We must be impartial, period!

Dumisani-Muleya

YESTERDAY I participated in a public discussion at a regional media stakeholders conference in Harare convened by the Media Alliance of Zimbabwe in my capacity as the new Zimbabwe National Editors Forum chairman.

Editor’s Memo Dumisani Muleya

During the engagement a familiar question arose. Should media organisations and journalists declare and publicly support political parties and candidates of their choice, especially during elections?

A colleague from Tanzania, Kajubi Mukujanga, said they should take a public position, but remain factual and fair.

I had a different opinion which I later expressed in detail during an interview afterwards. Journalists must be above the fray and report impartially without getting into the mix. Once you declare support for a political party or candidate, you invite all sorts of pressures and expectations.

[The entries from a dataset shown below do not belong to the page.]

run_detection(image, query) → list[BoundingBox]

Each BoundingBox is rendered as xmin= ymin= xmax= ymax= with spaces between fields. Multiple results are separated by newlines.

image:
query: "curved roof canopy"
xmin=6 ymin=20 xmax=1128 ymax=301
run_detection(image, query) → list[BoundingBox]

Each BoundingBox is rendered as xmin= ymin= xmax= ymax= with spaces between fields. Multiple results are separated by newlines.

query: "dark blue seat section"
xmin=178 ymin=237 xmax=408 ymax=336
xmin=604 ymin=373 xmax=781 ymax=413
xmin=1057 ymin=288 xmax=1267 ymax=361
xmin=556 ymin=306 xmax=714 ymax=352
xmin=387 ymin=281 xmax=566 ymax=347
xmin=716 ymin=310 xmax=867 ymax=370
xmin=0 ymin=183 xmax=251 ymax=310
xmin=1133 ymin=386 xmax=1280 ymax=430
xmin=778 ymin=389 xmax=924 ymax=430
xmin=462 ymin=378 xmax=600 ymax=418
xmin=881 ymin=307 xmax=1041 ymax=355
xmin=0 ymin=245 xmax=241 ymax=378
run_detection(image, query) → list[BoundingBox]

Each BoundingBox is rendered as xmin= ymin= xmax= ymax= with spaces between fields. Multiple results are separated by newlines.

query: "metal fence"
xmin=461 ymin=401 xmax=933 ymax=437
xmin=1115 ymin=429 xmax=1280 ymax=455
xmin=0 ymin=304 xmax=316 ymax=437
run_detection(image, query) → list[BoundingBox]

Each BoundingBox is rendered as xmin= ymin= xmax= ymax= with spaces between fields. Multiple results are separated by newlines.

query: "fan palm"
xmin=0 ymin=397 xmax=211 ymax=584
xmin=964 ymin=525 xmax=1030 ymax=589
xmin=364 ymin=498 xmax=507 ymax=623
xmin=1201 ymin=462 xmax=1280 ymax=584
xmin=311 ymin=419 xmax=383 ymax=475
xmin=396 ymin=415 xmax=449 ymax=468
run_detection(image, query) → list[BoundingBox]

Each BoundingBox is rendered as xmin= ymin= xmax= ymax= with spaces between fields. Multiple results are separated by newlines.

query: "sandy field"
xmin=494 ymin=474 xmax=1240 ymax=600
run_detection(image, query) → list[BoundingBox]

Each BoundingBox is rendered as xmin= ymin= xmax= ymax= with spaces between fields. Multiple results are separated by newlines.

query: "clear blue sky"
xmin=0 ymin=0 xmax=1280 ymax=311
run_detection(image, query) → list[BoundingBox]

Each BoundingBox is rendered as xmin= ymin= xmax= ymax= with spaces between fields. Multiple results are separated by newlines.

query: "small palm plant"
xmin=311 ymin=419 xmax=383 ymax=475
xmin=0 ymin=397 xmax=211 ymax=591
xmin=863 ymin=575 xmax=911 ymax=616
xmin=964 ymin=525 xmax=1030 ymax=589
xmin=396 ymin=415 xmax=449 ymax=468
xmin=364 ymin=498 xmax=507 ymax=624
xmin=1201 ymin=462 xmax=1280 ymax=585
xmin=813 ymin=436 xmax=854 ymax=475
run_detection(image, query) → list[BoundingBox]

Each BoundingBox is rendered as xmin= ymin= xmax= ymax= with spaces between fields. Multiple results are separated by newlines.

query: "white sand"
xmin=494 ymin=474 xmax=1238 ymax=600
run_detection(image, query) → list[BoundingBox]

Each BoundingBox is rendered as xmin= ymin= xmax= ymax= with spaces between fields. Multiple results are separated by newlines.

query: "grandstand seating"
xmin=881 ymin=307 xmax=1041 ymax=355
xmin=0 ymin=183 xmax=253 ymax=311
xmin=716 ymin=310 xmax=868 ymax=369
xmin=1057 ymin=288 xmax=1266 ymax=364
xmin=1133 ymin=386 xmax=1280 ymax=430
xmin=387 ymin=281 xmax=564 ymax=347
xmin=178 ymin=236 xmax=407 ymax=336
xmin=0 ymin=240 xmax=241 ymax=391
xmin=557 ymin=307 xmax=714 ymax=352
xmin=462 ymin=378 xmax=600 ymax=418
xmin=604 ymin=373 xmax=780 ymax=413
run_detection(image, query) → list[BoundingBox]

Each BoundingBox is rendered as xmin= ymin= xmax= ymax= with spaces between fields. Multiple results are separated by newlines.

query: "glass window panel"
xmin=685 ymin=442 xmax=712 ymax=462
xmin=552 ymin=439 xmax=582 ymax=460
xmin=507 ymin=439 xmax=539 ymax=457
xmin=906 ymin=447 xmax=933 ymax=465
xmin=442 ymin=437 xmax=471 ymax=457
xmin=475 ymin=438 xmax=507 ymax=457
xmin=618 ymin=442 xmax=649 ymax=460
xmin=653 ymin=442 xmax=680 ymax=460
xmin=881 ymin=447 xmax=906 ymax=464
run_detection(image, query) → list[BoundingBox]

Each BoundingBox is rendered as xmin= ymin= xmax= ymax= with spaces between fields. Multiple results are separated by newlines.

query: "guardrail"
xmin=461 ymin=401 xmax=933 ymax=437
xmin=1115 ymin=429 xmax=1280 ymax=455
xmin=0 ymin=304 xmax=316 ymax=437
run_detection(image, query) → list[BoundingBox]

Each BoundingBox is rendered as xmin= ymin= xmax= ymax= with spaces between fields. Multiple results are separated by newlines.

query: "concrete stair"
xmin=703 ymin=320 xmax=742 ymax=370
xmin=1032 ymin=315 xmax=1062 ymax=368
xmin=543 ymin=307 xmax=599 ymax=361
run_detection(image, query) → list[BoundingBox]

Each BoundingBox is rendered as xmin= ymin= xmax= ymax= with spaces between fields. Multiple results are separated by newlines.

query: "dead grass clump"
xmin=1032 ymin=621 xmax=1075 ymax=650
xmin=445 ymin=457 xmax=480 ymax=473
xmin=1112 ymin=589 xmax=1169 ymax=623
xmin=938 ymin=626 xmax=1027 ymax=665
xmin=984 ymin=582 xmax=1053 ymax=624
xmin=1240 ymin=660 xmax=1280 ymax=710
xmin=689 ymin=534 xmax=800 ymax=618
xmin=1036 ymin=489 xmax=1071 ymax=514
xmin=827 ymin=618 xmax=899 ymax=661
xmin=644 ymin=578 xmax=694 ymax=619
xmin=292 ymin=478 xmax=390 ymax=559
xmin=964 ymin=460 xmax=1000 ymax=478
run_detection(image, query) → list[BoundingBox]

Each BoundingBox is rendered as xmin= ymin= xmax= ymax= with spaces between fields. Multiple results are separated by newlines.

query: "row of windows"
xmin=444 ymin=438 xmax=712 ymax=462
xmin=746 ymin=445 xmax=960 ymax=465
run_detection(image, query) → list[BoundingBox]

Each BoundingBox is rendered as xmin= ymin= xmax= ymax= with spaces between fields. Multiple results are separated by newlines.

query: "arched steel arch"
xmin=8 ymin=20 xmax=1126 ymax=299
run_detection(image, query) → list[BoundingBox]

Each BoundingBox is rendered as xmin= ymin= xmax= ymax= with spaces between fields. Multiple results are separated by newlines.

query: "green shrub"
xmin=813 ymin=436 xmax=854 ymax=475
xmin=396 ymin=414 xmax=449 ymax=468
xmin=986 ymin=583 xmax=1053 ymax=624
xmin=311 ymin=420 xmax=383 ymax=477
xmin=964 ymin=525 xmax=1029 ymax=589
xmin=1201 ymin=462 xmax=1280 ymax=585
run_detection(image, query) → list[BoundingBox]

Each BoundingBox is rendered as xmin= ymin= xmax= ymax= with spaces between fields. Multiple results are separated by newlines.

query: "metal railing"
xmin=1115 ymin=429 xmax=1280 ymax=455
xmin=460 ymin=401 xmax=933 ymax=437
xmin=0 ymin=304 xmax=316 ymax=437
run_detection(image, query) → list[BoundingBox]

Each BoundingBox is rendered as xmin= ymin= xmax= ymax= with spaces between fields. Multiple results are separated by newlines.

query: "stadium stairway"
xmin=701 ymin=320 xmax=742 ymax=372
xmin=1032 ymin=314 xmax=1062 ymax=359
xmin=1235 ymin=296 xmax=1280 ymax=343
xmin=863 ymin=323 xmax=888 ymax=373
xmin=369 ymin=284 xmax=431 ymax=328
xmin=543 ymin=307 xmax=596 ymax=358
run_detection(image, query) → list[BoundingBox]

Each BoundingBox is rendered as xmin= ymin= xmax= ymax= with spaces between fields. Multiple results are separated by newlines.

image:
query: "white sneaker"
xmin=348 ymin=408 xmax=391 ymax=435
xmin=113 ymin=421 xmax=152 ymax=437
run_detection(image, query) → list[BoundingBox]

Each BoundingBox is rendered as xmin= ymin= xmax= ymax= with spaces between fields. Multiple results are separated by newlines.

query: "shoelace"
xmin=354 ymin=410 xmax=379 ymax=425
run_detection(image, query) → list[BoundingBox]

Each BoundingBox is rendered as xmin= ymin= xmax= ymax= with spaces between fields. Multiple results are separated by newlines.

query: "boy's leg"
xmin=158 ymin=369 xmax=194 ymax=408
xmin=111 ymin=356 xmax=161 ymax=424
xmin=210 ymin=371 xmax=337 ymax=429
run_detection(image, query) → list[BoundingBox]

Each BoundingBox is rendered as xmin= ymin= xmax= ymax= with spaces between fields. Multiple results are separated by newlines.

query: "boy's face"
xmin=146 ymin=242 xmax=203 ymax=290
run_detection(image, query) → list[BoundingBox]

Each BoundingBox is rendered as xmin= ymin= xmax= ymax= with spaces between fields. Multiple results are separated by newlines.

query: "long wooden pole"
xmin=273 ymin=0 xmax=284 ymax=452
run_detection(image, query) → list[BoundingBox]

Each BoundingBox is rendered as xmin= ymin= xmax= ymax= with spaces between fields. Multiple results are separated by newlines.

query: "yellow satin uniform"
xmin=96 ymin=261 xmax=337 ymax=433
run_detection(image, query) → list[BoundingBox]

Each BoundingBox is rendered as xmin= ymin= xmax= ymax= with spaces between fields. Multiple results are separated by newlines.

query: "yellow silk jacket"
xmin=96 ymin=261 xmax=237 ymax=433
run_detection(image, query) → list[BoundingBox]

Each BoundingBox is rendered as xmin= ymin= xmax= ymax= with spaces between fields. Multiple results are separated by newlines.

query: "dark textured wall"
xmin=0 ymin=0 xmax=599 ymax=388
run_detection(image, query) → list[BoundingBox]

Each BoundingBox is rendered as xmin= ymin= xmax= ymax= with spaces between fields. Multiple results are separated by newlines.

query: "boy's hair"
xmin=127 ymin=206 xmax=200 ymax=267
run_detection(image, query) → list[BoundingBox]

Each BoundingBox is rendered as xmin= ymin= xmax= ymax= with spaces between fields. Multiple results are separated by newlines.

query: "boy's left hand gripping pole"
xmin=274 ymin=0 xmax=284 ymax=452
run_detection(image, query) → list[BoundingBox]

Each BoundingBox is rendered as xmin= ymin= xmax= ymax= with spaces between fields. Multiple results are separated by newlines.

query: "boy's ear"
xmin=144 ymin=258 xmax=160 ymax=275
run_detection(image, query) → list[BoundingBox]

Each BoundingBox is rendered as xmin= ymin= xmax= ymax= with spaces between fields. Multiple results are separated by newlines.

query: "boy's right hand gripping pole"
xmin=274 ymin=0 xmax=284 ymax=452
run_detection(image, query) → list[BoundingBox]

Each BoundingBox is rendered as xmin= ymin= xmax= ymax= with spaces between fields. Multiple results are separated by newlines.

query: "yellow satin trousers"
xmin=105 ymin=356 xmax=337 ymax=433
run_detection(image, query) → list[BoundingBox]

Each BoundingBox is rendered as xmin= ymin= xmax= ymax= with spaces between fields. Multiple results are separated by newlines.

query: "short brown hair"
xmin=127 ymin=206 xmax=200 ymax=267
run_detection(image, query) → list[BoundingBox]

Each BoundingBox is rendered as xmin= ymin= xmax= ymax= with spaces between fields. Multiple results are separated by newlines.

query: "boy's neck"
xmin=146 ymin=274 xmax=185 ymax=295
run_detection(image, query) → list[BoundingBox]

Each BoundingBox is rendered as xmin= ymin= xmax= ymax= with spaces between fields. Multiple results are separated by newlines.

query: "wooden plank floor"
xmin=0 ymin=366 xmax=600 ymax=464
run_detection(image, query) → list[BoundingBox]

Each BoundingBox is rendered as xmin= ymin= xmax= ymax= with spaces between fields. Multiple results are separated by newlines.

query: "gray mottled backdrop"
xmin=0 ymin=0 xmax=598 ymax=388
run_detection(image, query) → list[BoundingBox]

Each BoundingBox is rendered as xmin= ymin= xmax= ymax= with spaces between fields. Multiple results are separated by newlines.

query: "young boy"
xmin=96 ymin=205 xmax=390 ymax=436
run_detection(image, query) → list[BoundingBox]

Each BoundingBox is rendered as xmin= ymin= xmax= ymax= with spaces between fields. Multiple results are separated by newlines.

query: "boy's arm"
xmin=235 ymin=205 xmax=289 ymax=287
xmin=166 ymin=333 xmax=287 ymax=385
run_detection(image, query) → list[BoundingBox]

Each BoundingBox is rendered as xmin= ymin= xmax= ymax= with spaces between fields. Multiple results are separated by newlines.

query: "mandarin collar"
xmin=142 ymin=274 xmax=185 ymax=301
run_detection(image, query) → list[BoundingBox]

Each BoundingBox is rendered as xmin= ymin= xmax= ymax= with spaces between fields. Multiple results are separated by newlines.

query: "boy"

During an election period, journalists encounter multiple pressures, from government, political parties, candidates, proprietors or even editors. They also come under pressure from their own opinions, which they should express in the privacy of the voting station, like any other citizen. The public expects journalists to remain above the political fray. They are expected to treat all politicians impartially, regardless of the sympathies or antipathies they may feel toward them.

You risk compromising your independent thinking as a journalist by becoming part of groupthink typical of political parties. Once there are expectations from the party and its candidates that as a journalist you must support them, you lose your independence, impartiality and good judgement.

While the myth of objective journalism has long been shattered, journalists can’t be draping themselves in party political colours. Nailing one’s colours to the mast is no different from wearing party regalia.

Granted, journalists are human; they are socialised and nurtured in a way that makes them gravitate towards specific ideologies, philosophies and ideas as well as interests shaped by their environment and events in their rich tapestry of life, but becoming partisan is compromising.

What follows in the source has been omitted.